4.3.3. Polymeric Nanoparticles

Building on the aforementioned research, more complex BCG delivery systems have recently been increasingly used for bladder cancer immunotherapy. The study by Erdoğar et al. explored using BCG loaded into cationic chitosan nanoparticles for bladder cancer treatment in rats. These nanoparticles aimed to improve BCG’s therapeutic efficacy by enhancing retention and absorption in the bladder. The findings showed that BCG-loaded nanoparticles significantly increased survival rates and reduced tumor growth compared to traditional BCG treatments. However, the study did not further investigate the underlying immune mechanisms [92]. To decrease recurrence rates following the transurethral resection of bladder tumors, Ma et al. synthesized a glutathione (GSH)-responsive lipophilic oxaliplatin prodrug, octadecyl-OXA-carboxylic acid, and incorporated it into cationic liposomes (LRO) containing a stearyl cell-penetrating peptide, C18-R8H3. The LRO formulation facilitated deeper penetration into bladder tumor tissues and released oxaliplatin via the reductant GSH in tumor cells. This method co-delivers oxaliplatin prodrug liposomes and low-dose BCG in a viscous chitosan solution (LRO-BCG/CS), enhancing the retention and penetration of chemotherapeutic agents in the bladder wall. Oxaliplatin induces immunogenic cell death (ICD), while BCG stimulates systemic anti-tumor immune responses. Even at low doses, this combination effectively triggers ICD, mitigates the immunosuppressive tumor microenvironment, and activates tumor-specific immune responses, significantly prolonging the survival of tumor-bearing mice. The minimal side effects indicate a promising and well-tolerated treatment strategy for bladder cancer patients. The dual targeting of tumors and the immune microenvironment has achieved significant therapeutic effects and presents potential for clinical application [93].

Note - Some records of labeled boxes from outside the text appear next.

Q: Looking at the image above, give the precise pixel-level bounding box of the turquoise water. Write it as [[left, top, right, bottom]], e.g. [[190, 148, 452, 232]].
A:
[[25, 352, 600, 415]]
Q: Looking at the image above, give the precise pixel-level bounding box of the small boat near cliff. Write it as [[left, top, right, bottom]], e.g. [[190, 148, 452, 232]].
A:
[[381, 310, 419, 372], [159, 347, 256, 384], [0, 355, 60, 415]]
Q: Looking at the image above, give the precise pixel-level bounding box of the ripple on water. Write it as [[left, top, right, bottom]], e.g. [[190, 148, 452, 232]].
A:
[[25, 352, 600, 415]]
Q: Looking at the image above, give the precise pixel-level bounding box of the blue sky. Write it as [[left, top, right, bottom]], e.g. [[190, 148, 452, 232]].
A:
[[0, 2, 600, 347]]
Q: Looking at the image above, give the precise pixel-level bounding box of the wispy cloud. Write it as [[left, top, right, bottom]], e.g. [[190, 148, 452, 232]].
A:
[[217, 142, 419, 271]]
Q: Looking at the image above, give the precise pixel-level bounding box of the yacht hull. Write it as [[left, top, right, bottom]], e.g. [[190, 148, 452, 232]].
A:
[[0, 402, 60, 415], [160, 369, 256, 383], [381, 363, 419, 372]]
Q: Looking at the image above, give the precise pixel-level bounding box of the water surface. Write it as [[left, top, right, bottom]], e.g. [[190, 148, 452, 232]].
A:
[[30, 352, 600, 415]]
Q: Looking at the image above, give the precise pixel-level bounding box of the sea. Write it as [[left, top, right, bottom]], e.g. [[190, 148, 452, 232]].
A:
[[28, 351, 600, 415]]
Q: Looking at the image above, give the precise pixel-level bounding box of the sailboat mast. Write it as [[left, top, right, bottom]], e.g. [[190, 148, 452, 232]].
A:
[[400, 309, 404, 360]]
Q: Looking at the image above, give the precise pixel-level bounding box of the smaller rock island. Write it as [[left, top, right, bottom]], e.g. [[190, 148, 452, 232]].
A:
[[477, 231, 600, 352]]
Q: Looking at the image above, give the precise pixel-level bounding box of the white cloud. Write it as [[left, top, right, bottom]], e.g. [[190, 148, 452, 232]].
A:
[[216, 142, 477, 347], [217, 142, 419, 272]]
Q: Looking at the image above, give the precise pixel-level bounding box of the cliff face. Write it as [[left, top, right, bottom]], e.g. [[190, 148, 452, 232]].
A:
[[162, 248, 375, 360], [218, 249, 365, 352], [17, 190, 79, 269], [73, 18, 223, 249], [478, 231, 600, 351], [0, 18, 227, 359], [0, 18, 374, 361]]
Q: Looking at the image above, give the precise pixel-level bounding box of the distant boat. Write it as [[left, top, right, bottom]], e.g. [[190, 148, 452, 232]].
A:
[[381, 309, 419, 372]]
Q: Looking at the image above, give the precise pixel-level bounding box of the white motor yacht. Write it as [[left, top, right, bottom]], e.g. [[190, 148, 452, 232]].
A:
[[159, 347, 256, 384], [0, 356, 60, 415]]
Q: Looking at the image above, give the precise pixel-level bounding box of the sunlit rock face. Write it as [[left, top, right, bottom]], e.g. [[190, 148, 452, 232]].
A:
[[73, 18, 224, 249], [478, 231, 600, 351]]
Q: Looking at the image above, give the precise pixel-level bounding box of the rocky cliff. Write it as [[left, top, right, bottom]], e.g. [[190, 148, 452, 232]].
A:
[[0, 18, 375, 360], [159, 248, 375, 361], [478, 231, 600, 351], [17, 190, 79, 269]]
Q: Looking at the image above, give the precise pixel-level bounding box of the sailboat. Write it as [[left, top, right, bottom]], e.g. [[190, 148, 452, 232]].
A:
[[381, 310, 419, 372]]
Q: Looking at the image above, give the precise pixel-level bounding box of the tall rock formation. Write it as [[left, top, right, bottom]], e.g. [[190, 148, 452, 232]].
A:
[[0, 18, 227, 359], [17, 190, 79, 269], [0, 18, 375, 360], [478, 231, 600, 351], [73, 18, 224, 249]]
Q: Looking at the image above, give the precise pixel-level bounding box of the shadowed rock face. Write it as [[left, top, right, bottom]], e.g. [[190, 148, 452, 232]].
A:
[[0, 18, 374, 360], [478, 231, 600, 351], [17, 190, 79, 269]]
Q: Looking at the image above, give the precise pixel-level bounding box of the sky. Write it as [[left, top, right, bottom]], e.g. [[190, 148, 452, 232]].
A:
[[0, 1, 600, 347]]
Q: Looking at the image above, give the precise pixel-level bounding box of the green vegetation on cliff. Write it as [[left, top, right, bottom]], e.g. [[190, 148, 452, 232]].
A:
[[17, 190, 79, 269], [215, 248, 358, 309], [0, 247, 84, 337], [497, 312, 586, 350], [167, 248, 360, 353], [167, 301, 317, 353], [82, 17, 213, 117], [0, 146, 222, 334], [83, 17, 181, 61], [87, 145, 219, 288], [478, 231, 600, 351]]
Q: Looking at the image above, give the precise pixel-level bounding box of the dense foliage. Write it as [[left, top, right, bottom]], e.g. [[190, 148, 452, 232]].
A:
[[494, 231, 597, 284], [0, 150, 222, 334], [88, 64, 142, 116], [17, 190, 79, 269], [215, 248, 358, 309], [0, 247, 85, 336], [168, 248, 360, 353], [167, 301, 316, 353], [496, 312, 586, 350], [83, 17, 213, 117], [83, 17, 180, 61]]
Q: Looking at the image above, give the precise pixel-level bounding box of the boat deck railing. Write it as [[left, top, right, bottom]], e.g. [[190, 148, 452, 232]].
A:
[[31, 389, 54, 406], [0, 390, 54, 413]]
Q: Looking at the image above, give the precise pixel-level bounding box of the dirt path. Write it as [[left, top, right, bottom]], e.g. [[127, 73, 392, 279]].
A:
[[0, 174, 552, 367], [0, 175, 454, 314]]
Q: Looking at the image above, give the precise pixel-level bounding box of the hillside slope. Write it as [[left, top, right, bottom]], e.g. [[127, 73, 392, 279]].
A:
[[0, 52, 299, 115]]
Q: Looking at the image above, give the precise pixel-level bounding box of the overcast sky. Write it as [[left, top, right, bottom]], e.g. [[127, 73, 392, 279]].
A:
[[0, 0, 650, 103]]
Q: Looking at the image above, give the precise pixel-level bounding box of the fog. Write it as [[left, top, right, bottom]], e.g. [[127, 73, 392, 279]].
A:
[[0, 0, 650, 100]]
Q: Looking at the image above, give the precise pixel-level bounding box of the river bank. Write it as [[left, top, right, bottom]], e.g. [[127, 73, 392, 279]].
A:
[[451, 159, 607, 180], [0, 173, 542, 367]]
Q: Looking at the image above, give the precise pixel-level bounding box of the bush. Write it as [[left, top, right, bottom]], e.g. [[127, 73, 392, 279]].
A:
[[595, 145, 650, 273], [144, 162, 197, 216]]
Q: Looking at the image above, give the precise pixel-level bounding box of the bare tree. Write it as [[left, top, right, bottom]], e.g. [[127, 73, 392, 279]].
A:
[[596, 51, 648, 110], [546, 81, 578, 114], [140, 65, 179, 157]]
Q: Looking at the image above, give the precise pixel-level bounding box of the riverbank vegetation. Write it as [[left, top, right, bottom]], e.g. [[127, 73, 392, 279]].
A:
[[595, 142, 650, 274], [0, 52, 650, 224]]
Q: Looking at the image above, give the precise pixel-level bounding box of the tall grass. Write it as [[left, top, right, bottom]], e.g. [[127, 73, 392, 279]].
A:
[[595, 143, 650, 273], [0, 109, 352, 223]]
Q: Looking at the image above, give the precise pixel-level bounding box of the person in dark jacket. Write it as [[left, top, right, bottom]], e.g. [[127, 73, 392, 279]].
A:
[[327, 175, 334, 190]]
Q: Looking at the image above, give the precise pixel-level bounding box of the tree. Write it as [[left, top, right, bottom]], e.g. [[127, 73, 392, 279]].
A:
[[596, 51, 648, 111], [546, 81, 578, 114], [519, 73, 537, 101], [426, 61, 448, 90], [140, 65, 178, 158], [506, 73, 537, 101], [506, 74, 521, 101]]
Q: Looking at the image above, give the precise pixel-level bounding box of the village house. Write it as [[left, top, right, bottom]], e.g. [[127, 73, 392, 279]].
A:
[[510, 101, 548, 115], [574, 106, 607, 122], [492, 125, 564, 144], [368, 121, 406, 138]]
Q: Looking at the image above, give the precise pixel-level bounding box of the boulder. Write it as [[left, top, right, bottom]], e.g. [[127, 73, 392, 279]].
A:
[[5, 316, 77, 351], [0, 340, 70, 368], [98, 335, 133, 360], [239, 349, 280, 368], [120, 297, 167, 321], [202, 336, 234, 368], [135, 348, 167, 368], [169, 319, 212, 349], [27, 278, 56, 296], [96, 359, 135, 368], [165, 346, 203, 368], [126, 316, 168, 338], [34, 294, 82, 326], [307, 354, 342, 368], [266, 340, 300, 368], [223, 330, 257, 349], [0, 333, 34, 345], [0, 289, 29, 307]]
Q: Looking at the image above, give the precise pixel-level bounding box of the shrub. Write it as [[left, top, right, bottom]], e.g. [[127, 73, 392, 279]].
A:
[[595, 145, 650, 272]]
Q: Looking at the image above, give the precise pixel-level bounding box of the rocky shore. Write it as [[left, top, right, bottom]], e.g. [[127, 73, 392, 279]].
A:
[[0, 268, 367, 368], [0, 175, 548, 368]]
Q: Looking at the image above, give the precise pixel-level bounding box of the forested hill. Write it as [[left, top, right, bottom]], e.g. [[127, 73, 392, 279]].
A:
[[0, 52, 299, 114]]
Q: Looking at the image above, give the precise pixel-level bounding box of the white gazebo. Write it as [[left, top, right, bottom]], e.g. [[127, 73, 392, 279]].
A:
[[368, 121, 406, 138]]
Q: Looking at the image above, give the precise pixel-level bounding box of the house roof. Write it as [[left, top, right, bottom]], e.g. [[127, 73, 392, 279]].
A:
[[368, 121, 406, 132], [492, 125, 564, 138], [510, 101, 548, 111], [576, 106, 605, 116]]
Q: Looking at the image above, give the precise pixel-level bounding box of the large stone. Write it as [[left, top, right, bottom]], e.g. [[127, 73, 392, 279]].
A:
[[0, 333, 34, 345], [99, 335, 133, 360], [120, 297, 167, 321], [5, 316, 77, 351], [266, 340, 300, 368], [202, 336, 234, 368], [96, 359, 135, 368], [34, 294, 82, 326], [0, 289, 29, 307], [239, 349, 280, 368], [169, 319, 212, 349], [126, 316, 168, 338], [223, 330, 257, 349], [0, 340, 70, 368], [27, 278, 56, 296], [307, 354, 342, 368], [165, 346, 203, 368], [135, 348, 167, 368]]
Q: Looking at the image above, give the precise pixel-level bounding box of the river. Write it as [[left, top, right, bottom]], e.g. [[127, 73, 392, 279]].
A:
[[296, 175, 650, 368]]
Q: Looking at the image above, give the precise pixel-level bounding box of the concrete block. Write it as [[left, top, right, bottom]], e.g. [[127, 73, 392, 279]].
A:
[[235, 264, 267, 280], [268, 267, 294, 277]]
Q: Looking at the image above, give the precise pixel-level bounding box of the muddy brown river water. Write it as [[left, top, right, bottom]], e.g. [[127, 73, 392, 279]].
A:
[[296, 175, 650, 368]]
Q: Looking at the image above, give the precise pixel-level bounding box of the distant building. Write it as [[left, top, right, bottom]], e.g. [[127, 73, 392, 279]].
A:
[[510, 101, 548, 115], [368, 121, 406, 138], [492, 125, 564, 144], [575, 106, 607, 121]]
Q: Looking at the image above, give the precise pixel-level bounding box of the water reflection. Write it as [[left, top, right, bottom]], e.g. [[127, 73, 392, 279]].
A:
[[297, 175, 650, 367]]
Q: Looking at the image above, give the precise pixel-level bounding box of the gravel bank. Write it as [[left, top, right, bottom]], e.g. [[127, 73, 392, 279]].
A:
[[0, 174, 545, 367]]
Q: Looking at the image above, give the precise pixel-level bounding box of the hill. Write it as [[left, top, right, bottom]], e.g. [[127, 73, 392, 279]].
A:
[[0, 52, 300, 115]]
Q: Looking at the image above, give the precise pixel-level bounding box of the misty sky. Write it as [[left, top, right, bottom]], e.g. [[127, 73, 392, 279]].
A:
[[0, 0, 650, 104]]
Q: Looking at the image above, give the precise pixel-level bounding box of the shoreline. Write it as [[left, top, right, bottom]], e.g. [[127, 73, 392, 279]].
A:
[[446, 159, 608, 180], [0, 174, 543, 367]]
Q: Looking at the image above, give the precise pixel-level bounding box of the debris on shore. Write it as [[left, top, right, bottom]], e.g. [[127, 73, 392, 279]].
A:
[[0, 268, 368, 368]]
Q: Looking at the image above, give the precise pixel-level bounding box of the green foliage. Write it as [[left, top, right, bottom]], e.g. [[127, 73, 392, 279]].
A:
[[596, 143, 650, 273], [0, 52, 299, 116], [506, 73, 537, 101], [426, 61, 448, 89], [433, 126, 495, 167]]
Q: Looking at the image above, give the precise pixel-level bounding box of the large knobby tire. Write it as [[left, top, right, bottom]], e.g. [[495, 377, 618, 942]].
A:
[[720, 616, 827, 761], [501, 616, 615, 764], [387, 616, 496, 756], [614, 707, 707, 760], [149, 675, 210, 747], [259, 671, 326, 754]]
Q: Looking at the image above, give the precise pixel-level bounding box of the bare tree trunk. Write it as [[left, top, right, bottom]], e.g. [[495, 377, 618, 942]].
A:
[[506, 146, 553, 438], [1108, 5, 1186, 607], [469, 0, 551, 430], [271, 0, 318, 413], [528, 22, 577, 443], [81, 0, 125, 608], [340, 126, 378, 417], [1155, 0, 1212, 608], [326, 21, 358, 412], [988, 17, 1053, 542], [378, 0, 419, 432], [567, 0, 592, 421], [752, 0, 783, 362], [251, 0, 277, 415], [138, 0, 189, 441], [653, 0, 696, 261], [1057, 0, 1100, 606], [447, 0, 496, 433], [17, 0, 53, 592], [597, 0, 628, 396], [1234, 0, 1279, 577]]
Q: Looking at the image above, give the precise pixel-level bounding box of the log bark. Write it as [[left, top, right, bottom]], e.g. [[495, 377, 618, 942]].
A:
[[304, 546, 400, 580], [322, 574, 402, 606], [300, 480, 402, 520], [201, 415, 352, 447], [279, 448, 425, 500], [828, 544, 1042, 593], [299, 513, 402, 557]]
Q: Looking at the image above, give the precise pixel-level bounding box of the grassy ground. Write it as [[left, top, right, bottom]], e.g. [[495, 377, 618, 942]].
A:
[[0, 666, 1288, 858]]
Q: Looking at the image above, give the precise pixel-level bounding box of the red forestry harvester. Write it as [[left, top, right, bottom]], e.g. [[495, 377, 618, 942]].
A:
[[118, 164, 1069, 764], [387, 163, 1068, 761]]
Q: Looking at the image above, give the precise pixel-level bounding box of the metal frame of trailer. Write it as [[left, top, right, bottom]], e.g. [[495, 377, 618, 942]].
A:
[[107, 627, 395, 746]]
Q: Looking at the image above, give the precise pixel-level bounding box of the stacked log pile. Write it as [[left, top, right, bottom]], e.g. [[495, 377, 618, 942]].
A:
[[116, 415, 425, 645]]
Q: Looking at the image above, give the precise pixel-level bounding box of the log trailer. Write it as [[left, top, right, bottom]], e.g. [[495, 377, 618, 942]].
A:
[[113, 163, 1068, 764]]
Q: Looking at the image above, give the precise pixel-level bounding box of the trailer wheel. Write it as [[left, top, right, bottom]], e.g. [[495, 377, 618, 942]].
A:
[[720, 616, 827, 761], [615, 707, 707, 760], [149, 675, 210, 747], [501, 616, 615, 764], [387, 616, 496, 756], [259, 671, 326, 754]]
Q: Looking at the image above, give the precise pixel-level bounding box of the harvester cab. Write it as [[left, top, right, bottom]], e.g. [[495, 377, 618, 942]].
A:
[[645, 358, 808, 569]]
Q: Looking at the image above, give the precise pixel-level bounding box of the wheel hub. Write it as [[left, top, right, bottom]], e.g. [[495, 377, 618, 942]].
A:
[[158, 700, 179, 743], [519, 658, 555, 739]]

4.3.4. Hybrid Formulations

Magnetic nanoparticles have also been utilized in BCG-related delivery immunotherapy. A magnetic thermosensitive hydrogel was developed as an intravesical BCG delivery system, composed of chitosan, β-glycerophosphate (GP), and Fe3O4 magnetic nanoparticles (Fe3O4-MNPs). The magnetic injectable hydrogel significantly prolonged the retention time of BCG in the bladder under an external magnetic field. Compared to traditional BCG therapy for superficial bladder tumors, the hydrogel system-delivered BCG induced a stronger Th1 immune response and exhibited higher anti-tumor efficacy [94]. Transforming live BCG with nanomedicine linkage to form a new immunotherapy delivery system is a bold and innovative approach, showcasing the advanced capabilities of modern engineering technology. Liu et al. [95] developed an innovative co-delivery system that combines BCG with chemotherapeutic drugs. Employing the ‘biotin-streptavidin strategy’ to ensure stable linkage, they encapsulated DOX within live BCG bacteria (DOX@BCG) to enhance therapeutic efficacy. This system utilizes the natural adhesion of BCG to the bladder epithelium to precisely target DOX@BCG to tumor cells, thereby improving intratumoral drug transport. The synergy between BCG immunotherapy and DOX chemotherapy, as well as the ICD induced by DOX, has been proven effective. Simultaneously, BCG, as a pathogen-associated molecular pattern (PAMP), together with DAMP molecules, activates antigen-presenting cells (APCs), and presents antigens to CD8+ effector T cells, and induces intratumoral infiltration of T cells, M1 macrophages, and neutrophils. Finally, DOX-induced ICD of tumor cells and BCG together effectively establish anti-tumor immunity, thus playing a synergistic therapeutic role. Furthermore, this approach has shown improved tolerance and biosafety, and has established anti-tumor immunity within the tumor microenvironment, suggesting significant clinical translational potential for intravesical therapy in bladder cancer. Figure 3 illustrates a schematic of using live BCG as a drug carrier for bladder cancer immunotherapy.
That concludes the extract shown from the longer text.